Higher pesticide levels, pest prevalence, and contamination issues are major problems for Indian exports, particularly in the food and agriculture industries. Important markets that provide significant obstacles to Indian exports are the US, China, Japan, South Korea, and the European Union. Products that are commonly affected by non-traditional breeds (NTBs) include fish, dairy, poultry, tea, basmati rice, chilies, and different chemical and industrial products.

Depending on the nation and the product, these barriers might take many different forms, from technical rules and import license limits to worries about food safety. Products with greater amounts of pesticides, such as tea, basmati rice, and chillies, are subject to strict regulation in the European Union. Strict domestic regulations frequently hinder Japan’s ability to export sesame seeds, shrimp, and medications. Fruits and shrimps are among the most afflicted products in the US, whereas food, meat, fish, dairy, and industrial products face large NTBs in China.

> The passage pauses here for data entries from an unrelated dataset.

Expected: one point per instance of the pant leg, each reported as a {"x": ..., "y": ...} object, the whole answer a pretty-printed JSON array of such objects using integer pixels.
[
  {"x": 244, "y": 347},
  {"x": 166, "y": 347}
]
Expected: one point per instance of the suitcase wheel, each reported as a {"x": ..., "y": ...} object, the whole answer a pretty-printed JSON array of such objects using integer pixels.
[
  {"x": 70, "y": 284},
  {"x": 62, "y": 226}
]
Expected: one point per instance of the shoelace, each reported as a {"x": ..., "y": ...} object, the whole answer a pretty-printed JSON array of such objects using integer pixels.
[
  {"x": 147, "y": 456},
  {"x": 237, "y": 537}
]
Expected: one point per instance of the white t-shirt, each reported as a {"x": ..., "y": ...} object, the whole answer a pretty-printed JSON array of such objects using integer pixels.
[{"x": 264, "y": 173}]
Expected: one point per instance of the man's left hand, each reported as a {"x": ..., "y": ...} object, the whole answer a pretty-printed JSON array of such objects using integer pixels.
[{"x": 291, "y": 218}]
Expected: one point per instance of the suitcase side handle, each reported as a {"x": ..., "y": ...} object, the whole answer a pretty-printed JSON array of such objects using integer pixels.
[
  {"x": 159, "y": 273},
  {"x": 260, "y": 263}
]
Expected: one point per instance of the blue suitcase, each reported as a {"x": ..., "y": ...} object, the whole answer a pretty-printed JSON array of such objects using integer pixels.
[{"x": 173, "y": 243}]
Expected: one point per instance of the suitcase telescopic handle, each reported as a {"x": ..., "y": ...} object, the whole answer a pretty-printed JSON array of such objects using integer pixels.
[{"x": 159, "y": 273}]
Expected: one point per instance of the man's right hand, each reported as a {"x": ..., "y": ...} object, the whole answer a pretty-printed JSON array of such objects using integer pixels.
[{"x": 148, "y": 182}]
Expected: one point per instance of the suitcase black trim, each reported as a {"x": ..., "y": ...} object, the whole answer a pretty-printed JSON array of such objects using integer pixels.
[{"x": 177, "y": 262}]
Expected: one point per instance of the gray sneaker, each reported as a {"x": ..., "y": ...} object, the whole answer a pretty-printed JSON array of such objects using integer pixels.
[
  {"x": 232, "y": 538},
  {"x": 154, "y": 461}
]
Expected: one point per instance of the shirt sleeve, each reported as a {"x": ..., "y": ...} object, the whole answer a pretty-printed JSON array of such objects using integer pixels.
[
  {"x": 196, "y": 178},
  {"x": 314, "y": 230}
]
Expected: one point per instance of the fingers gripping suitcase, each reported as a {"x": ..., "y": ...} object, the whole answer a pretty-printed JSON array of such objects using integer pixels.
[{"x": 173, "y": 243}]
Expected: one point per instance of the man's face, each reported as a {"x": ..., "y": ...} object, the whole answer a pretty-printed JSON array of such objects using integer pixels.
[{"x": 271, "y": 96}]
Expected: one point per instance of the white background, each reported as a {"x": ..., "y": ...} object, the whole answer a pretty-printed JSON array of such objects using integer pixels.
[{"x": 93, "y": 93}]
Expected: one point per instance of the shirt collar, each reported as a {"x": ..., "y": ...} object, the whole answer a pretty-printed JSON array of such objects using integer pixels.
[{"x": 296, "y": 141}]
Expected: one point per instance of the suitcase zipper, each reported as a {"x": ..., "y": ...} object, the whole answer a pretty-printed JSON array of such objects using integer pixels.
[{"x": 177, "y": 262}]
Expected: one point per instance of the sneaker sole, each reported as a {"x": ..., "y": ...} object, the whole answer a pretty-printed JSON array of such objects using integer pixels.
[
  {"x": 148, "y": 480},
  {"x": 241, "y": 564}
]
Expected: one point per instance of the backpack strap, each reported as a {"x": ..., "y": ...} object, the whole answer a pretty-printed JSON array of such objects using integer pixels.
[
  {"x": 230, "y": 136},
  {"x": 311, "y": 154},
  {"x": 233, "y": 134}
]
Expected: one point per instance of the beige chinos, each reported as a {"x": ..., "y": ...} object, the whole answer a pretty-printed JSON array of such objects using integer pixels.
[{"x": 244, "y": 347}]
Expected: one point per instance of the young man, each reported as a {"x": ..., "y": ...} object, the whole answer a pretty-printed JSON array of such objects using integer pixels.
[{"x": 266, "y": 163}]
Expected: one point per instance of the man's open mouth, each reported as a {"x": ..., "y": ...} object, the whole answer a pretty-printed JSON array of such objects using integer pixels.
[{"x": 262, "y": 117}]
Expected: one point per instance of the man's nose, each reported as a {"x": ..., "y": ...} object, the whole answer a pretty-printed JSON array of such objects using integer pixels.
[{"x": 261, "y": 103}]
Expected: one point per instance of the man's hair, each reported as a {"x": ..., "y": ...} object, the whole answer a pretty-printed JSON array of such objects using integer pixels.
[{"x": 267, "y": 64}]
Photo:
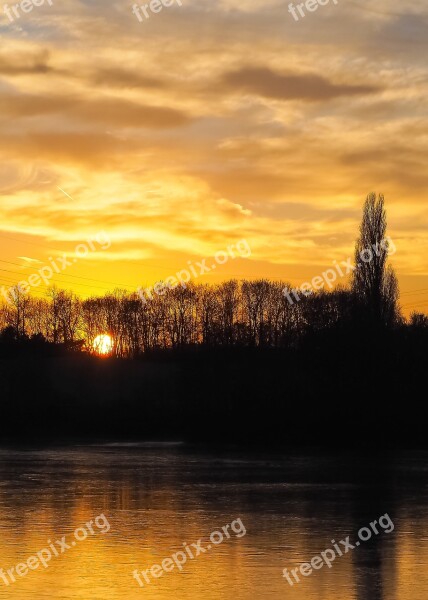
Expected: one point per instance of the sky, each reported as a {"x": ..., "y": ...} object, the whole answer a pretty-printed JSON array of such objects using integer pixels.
[{"x": 209, "y": 123}]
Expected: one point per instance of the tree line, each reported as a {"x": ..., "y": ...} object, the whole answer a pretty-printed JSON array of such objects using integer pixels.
[{"x": 233, "y": 313}]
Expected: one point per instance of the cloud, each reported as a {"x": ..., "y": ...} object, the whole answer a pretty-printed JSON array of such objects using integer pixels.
[{"x": 263, "y": 81}]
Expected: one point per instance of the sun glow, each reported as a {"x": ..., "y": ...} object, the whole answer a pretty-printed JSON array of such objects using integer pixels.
[{"x": 103, "y": 344}]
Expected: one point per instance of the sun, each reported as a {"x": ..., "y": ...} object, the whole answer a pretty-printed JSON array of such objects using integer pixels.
[{"x": 103, "y": 344}]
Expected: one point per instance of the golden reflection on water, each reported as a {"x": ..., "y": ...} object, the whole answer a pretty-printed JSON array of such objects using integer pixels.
[{"x": 157, "y": 499}]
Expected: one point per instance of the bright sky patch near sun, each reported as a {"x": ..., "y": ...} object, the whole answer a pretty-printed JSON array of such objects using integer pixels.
[{"x": 209, "y": 123}]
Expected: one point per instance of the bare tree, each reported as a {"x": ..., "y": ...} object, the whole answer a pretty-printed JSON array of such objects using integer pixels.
[{"x": 374, "y": 283}]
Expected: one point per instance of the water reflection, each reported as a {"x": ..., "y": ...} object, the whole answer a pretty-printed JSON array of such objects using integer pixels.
[{"x": 156, "y": 499}]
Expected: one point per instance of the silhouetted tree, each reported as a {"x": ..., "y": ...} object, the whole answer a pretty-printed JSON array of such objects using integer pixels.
[{"x": 374, "y": 282}]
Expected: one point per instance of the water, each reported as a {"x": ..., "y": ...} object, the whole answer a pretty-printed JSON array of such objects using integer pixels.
[{"x": 155, "y": 498}]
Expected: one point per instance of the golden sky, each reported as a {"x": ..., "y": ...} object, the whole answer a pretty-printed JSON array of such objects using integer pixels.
[{"x": 209, "y": 123}]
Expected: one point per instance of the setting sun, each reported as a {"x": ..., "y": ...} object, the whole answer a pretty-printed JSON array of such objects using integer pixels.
[{"x": 103, "y": 344}]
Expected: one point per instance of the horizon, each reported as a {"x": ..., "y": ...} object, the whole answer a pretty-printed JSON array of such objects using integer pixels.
[{"x": 176, "y": 151}]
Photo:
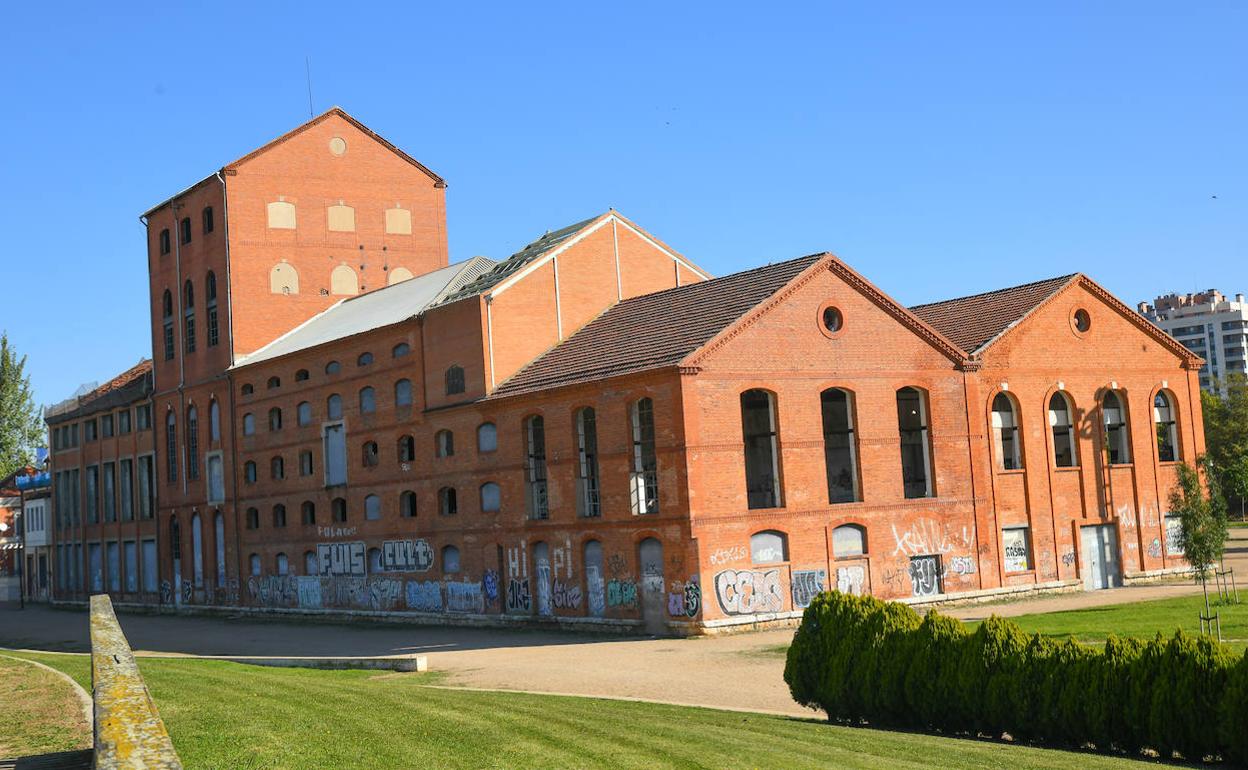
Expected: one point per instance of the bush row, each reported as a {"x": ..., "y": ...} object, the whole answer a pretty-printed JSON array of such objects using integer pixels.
[{"x": 861, "y": 659}]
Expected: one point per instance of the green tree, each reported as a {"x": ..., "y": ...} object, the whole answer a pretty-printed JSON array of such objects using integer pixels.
[
  {"x": 1202, "y": 513},
  {"x": 20, "y": 426}
]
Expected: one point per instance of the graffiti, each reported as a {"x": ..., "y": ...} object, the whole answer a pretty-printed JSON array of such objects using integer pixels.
[
  {"x": 341, "y": 558},
  {"x": 565, "y": 595},
  {"x": 746, "y": 592},
  {"x": 407, "y": 555},
  {"x": 961, "y": 565},
  {"x": 463, "y": 597},
  {"x": 424, "y": 595},
  {"x": 622, "y": 593},
  {"x": 489, "y": 585},
  {"x": 809, "y": 583},
  {"x": 929, "y": 537},
  {"x": 726, "y": 555},
  {"x": 925, "y": 575},
  {"x": 597, "y": 588},
  {"x": 518, "y": 599}
]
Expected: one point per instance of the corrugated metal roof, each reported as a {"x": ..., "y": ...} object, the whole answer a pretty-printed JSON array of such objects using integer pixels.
[{"x": 373, "y": 310}]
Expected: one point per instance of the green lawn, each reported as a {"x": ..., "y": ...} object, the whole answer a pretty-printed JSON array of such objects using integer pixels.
[{"x": 237, "y": 716}]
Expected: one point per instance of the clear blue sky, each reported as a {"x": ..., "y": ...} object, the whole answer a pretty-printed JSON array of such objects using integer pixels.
[{"x": 939, "y": 147}]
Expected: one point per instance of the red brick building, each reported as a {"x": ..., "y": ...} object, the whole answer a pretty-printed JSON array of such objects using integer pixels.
[{"x": 594, "y": 432}]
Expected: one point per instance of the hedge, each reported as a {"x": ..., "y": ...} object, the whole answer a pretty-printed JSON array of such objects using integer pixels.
[{"x": 865, "y": 660}]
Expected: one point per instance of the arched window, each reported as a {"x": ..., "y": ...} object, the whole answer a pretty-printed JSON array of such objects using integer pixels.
[
  {"x": 534, "y": 468},
  {"x": 171, "y": 447},
  {"x": 1117, "y": 438},
  {"x": 214, "y": 421},
  {"x": 1062, "y": 426},
  {"x": 449, "y": 559},
  {"x": 491, "y": 497},
  {"x": 769, "y": 547},
  {"x": 192, "y": 443},
  {"x": 447, "y": 501},
  {"x": 454, "y": 380},
  {"x": 1163, "y": 422},
  {"x": 487, "y": 437},
  {"x": 1005, "y": 433},
  {"x": 588, "y": 501},
  {"x": 644, "y": 479},
  {"x": 406, "y": 449},
  {"x": 407, "y": 504},
  {"x": 916, "y": 459},
  {"x": 189, "y": 312},
  {"x": 849, "y": 540},
  {"x": 283, "y": 278},
  {"x": 403, "y": 393},
  {"x": 210, "y": 292},
  {"x": 167, "y": 321},
  {"x": 761, "y": 449},
  {"x": 840, "y": 446},
  {"x": 443, "y": 443}
]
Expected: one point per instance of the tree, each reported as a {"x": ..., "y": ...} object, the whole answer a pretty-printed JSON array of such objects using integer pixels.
[
  {"x": 20, "y": 426},
  {"x": 1202, "y": 514}
]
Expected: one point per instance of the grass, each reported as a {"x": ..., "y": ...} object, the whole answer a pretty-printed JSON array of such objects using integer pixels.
[
  {"x": 40, "y": 711},
  {"x": 231, "y": 715}
]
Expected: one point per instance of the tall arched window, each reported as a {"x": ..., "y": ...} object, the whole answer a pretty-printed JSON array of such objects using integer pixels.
[
  {"x": 1163, "y": 422},
  {"x": 534, "y": 468},
  {"x": 1005, "y": 433},
  {"x": 192, "y": 443},
  {"x": 761, "y": 449},
  {"x": 916, "y": 458},
  {"x": 588, "y": 503},
  {"x": 189, "y": 311},
  {"x": 1061, "y": 422},
  {"x": 644, "y": 478},
  {"x": 167, "y": 322},
  {"x": 1117, "y": 437},
  {"x": 840, "y": 446},
  {"x": 210, "y": 295},
  {"x": 171, "y": 447}
]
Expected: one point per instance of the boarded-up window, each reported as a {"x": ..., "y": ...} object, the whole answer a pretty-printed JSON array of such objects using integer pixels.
[
  {"x": 281, "y": 215},
  {"x": 343, "y": 281},
  {"x": 342, "y": 219},
  {"x": 283, "y": 280},
  {"x": 398, "y": 221}
]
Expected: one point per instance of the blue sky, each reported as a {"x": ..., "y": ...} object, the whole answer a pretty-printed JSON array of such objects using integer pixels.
[{"x": 940, "y": 149}]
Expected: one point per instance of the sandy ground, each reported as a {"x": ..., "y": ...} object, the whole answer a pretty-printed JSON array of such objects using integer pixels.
[{"x": 739, "y": 672}]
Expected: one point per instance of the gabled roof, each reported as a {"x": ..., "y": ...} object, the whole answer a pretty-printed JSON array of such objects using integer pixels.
[
  {"x": 653, "y": 331},
  {"x": 296, "y": 131},
  {"x": 372, "y": 310},
  {"x": 975, "y": 321}
]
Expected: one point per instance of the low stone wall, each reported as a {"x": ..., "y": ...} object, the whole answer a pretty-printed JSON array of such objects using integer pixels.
[{"x": 129, "y": 733}]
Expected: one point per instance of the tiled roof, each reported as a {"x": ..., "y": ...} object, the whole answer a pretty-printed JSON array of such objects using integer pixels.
[
  {"x": 513, "y": 263},
  {"x": 972, "y": 322},
  {"x": 653, "y": 331}
]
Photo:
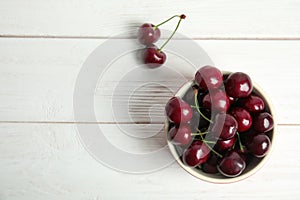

Establishing a Centralized Framework

The Commerce Ministry is also creating a specialized unit under the Department of Commerce to address these intricate trade issues. This unit will gather all NTB concerns and, if required, bring them up in talks or negotiations with the concerned nations. The goal of this unified strategy is to assist India’s economic growth goals and increase the competitiveness of Indian exports.

Closing the Knowledge Gap

There is now a significant knowledge vacuum about NTBs, particularly with regard to smaller export goods. By giving exporters a simple way to report problems and request government help, the new portal seeks to close this gap. It is anticipated that this endeavor will greatly improve the complaint resolution process’s speed and openness.

Complementing Wider Economic Objectives

The initiative of the Commerce Ministry is in line with the overarching objective of improving the conditions for Indian exporters operating in the international market. The ministry wants to promote the nation’s aggressive export goals and democratize access to crucial trade information by creating a single mechanism for reporting and resolving NTBs.

In conclusion, India’s export environment is about to undergo a radical change thanks to the Commerce Ministry’s aggressive efforts to create an online platform for eliminating non-tariff impediments. In order to ensure that Indian exports realize their full potential in the world market, the ministry seeks to remove trade barriers by utilizing technology and promoting international discourse.